Step 3: Exception and trap tables

This is the hardest individual piece. Every architecture has its own model: AArch64’s exception levels, RISC-V’s mtvec table, x86_64’s IDT. You need to:

  • Build the trap entry assembly that saves register state to the exception frame XNU expects
  • Dispatch based on exception class to the right BSD/Mach handler
  • Implement the syscall trap so userspace can reach the kernel
  • Handle page faults correctly enough to run the pager

Each of these has a working template in the existing architectures. Read osfmk/arch/arm64/ carefully before you write anything.

Step 4: Context switching

The scheduler calls into architecture-specific code to save outgoing thread state and restore incoming state. cswitch.s (or its equivalent in your new arch) is a tight piece of assembly that needs to be right or nothing works.

Once context switching works, thread_block() can run. Once that runs, launchd can fork. Once launchd can fork, the system runs.

Step 5: dyld and libSystem

The dynamic linker reads Mach-O relocations and fixes them up at load time. New architecture = new relocation types. Specifically:

  • ARM64_RELOC_BRANCH26, X86_64_RELOC_BRANCH, etc. — the native branch relocation
  • GOT and lazy-binding relocations for position-independent code
  • Thread-local storage relocations if TLS is supported

darwinOS dyld lives in dyld/dyld/ — add <arch>/ subtrees alongside the existing ones.

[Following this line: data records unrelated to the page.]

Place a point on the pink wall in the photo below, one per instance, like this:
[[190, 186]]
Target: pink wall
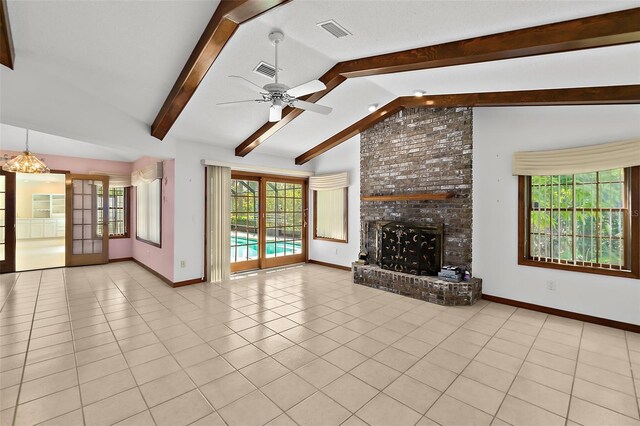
[[118, 248], [160, 259]]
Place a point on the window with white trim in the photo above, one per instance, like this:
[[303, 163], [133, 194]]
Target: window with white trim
[[330, 215], [149, 211]]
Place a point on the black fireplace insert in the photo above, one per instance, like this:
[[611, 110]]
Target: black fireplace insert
[[410, 248]]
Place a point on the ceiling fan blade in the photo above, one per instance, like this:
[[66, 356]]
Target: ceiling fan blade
[[247, 83], [306, 88], [239, 102], [275, 113], [312, 107]]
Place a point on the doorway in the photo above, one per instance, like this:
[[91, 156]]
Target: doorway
[[40, 221], [268, 221]]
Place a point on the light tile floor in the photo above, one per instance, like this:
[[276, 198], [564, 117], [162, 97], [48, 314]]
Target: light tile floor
[[114, 345]]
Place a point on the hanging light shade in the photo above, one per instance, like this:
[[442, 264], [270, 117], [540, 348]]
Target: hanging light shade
[[25, 162]]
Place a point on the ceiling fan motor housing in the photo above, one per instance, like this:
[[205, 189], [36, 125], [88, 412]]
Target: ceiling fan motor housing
[[276, 36]]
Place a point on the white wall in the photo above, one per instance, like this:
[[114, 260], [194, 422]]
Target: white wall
[[497, 133], [345, 157], [189, 200]]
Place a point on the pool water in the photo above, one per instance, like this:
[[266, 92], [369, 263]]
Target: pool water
[[274, 248]]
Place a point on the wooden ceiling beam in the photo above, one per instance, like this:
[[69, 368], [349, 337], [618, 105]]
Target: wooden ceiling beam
[[229, 15], [331, 79], [7, 54], [609, 29], [604, 95]]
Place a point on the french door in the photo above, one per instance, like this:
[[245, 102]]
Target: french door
[[7, 221], [268, 221], [87, 239]]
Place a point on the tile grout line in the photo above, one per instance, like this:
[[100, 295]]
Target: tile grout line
[[15, 281], [575, 369], [24, 366], [633, 375], [73, 342]]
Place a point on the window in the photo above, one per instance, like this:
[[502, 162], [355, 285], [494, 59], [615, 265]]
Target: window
[[586, 222], [118, 212], [330, 215], [148, 212]]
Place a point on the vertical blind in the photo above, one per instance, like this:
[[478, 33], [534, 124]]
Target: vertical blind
[[219, 223]]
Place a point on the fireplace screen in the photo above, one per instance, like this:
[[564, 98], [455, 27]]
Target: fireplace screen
[[410, 248]]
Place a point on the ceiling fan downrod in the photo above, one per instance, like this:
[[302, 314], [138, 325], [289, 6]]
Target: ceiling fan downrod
[[276, 37]]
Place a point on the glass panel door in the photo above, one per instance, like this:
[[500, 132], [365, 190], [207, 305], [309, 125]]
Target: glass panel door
[[268, 221], [285, 224], [245, 226], [87, 205], [7, 222]]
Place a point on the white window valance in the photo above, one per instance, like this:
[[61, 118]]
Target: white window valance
[[329, 182], [147, 174], [115, 180], [577, 160]]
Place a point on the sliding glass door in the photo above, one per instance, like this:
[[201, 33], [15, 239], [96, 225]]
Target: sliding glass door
[[245, 237], [268, 221], [284, 209]]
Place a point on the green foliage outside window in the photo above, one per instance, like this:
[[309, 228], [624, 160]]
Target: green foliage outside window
[[578, 218]]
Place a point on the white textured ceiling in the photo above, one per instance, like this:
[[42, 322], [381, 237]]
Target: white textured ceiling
[[14, 139], [99, 71]]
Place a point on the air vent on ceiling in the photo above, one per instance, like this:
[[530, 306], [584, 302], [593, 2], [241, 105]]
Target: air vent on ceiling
[[333, 28], [265, 70]]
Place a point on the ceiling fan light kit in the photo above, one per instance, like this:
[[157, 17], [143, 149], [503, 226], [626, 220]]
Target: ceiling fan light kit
[[278, 94]]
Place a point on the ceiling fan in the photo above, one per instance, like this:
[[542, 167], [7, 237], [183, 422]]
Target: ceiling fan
[[280, 95]]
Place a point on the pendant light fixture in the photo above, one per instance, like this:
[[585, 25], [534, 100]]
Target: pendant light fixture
[[25, 162]]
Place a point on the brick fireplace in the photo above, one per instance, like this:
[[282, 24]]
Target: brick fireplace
[[419, 150]]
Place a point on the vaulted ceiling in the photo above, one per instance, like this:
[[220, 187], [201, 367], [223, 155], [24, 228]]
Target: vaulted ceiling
[[100, 71]]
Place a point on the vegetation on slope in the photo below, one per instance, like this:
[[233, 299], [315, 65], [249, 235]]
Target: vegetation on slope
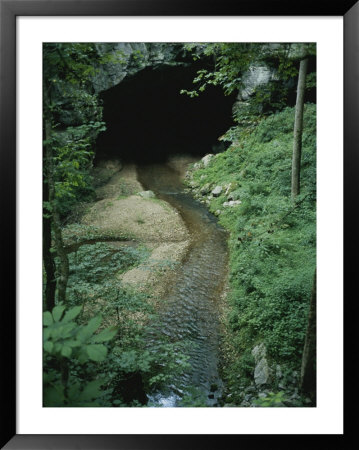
[[272, 243]]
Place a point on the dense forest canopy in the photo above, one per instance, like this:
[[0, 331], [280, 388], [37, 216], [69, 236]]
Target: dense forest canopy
[[260, 183]]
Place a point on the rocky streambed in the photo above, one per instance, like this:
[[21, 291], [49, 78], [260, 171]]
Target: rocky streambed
[[190, 312]]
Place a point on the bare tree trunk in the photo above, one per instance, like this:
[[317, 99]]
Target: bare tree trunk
[[63, 268], [298, 128], [308, 372], [49, 263]]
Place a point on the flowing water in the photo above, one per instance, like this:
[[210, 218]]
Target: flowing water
[[191, 307]]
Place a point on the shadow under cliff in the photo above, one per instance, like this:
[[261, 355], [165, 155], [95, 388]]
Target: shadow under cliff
[[148, 119]]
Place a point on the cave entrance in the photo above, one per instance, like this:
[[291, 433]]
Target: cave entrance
[[148, 119]]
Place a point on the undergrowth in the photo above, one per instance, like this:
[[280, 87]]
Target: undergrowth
[[272, 241]]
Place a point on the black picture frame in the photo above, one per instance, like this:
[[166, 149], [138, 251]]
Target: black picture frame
[[9, 10]]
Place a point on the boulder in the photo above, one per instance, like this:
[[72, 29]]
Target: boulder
[[206, 159], [217, 191], [232, 203], [262, 373], [205, 189], [147, 194]]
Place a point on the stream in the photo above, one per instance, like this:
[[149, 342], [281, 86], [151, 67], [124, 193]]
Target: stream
[[191, 307]]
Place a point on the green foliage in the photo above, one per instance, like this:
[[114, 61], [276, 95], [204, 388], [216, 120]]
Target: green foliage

libSystem’s syscall stubs are mostly assembly that marshals arguments into the syscall ABI of your new architecture. They live in libsystem/libsyscall/arch/<arch>/.

Step 6: Build system

./configure accepts a new --arch= value. The heavy lifting is a new fragment under glue/mk/arch/<arch>.mk that declares:

  • Compiler triple
  • Per-arch CFLAGS / LDFLAGS
  • Assembler dialect
  • The kernel linker script

Once that’s in, make world --arch=<arch> produces an image for the new target.

Step 7: Bring-up board

With everything above working in an emulator, find a hardware target — at minimum a single SBC or reference board — and port darwinOS to that board. Real silicon always surfaces things the emulator doesn’t.

What success looks like

A new architecture is “done” when:

  • make world --arch=<arch> builds a bootable image unattended in CI
  • The image boots to a shell on at least one hardware target
  • The host-side and guest-side test suites pass
  • The status matrix carries an honest line for the new arch

Until all of that holds, the arch stays in an experimental branch.

Open a tracking RFC

Before you start writing code, open an RFC describing the architecture, the toolchain status, the bring-up board, and the expected timeline. A multi-month port with nobody else aware of it tends to bit-rot alone; an RFC invites help and keeps the rest of the project from shifting under you.